The *.tpl.php files in engines/phptemplate did not get cvs rm'd in the patch; those files are no longer necessary and need to be removed.

moshe weitzman’s picture

Status: Needs work » Reviewed & tested by the community

lets RTBC so a committed notices that those files need to be removed from CVS. after doing so, please set this to 'needs work' for docs.

Dries’s picture

Status: Reviewed & tested by the community » Fixed

Committed.

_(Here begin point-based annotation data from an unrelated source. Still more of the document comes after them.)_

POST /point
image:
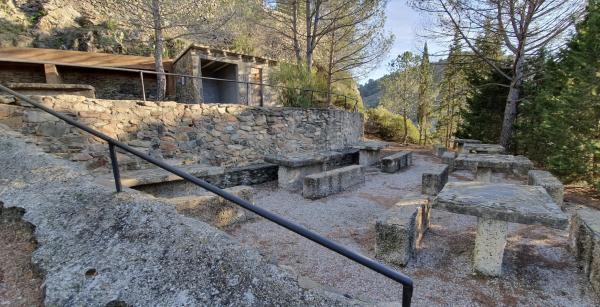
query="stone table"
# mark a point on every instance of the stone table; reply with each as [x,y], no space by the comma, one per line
[459,143]
[495,205]
[484,164]
[369,152]
[294,167]
[483,148]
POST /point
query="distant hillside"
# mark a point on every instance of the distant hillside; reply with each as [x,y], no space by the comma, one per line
[371,91]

Thanks.

dww’s picture

Status: Fixed » Needs work

docs...

dvessel’s picture

Just keeping tabs on this.

moshe weitzman’s picture

have docs been provided? if so, please set to fixed.

morphir’s picture

Category: task » feature

I would appreciate docs within the code freeze, thanks!

chx’s picture

Title: Provide a way to secure the theme variables system » theme preprocess documentation does not exist
Assigned: chx » Unassigned
Category: feature » bug
dvessel’s picture

Component: theme system » documentation
Assigned: Unassigned » dvessel
Category: bug » task
Status: Needs work » Active

I plan on writing about it in the new theming handbook but been busy lately. I'll try and get around to it before RC1 at the latest.

http://drupal.org/node/171179

moshe weitzman’s picture

has this documentation been posted? if not, any volunteers?

merlinofchaos’s picture

dvessel's handbook aimed at the themer is in a partially usable state, but it is not yet linked into the main documentation: http://drupal.org/node/171179

My much shorter guide aimed at module developers is here: http://drupal.org/node/165706

dvessel’s picture

Status: Active » Fixed

http://drupal.org/node/173880

I updated it some.. I still plan on improving it further so it's easier to grasp for new users but the docs are there. So marking as fixed.

Anonymous’s picture

Status: Fixed » Closed (fixed)

Automatically closed -- issue fixed for two weeks with no activity.